落語/落語関連情報

うなぎと落語(2ページ目)

もうすぐ、土用の丑の日。うなぎは江戸時代から庶民の憧れで大好物だったようで、落語のほうにも多数登場します。今回は、その「うなぎ」を題材とした落語を紹介いたします。

執筆者:清水 篤司

鰻の幇間(たいこ)

落語名人選 鰻の幇間/干物箱:桂文楽(八代目) 幇間が登場する落語は
うなぎが登場する落語で最も有名な演目がこれでしょう。短く分かりやすい噺なので季節を問わず寄席や落語会で聴くことができます。

幇間は太鼓持ち(たいこもち)や男芸者などとも呼ばれ、宴席やお座敷などの酒席において主賓や客の機嫌を取りながら芸者を助けて場の雰囲気を盛り上げ、その宴席の客や店からのご祝儀(チップみたいなもの)で生計を立てていました。現代でいうと宴会部長が職業といったところでしょう

主人公は野幇間(のだいこ)の一八(落語の幇間の名前はたいてい一八)。野幇間とは特定の旦那を持たずに、お金を持ってそうな旦那衆に手当たり次第に近づき「よいしょ」しまくりご祝儀を頂く、いわばフリーの幇間のことです。

内容はご祝儀に預かろうと路上でお金持ちそうな旦那をみつけ、あることないこと言って擦り寄り、うなぎをごちそうしてもらうことになるのですが、この旦那であろう人物というのが一枚上手で一八が二階で飲んだり食ったりしてうるちに自分は帰ってしまいます。結局、うなぎ屋で飲み食いした代金だけでなく、その旦那と思っていた人物のお土産代まで支払い、自分の下駄まで盗まれてしまうという間抜けな幇間のお噺です。
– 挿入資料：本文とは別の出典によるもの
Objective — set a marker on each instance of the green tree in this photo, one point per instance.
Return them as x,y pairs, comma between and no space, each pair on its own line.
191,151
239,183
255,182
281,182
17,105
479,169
残念なことに、この噺に登場するうなぎ屋は薄汚く、肝心のうなぎも美味くないようで(噺の中で一八が不味さを表現)、美味しいうなぎは登場しません。

後生(ごしょう)鰻

古今亭志ん生 名演大全集 1 火焔太鼓/黄金餅/後生うなぎ/どどいつ、小唄/
志ん生の十八番である「火焔太鼓」「黄金餅」も収録されたお得なオススメの一枚。
この噺も出てくる店の主人がうなぎ屋というだけで、特にうなぎが食べたくなるような描写は一切ありません。

内容はネタばれするとちっとも面白くない落語なので明記しませんが、めちゃくちゃブラックで、ちょっとドキッとするようなサゲ(落ち)があります。

この落語は名人上手と呼ばれる数多くの噺家のCD音源があります。その中でも一押しなのが古今亭志ん生のものです。志ん生独特の語り口によってかなりブラックなサゲもさっぱり聞けます。


うなぎを食べたくならない、うなぎ落語?

他にも「素人鰻」(八代目・桂文楽がオススメ)や「うなぎ屋」(五代目・柳家小さんがオススメ)などがありますが、どの演目も他の食べ物を扱った演目(時そば、風邪うどん、まんじゅうこわいなど)とは違いうなぎを美味しそうに食べるシーンがありません。

それゆえ、どの噺を聞いても特にうなぎが食べたくなくるような心持ちにはあまりなりません。これが演目の題名にうなぎがついている落語の特徴といえるでしょう。

とはいってもうなぎが数多くの落語の演目に登場してくるところをみれば、江戸時代からうなぎは庶民の憧れで大好物だったことにはかわりません。そんなところがうなぎが現代でも日本食を代表する食べ物であるゆえんかもしれませんね。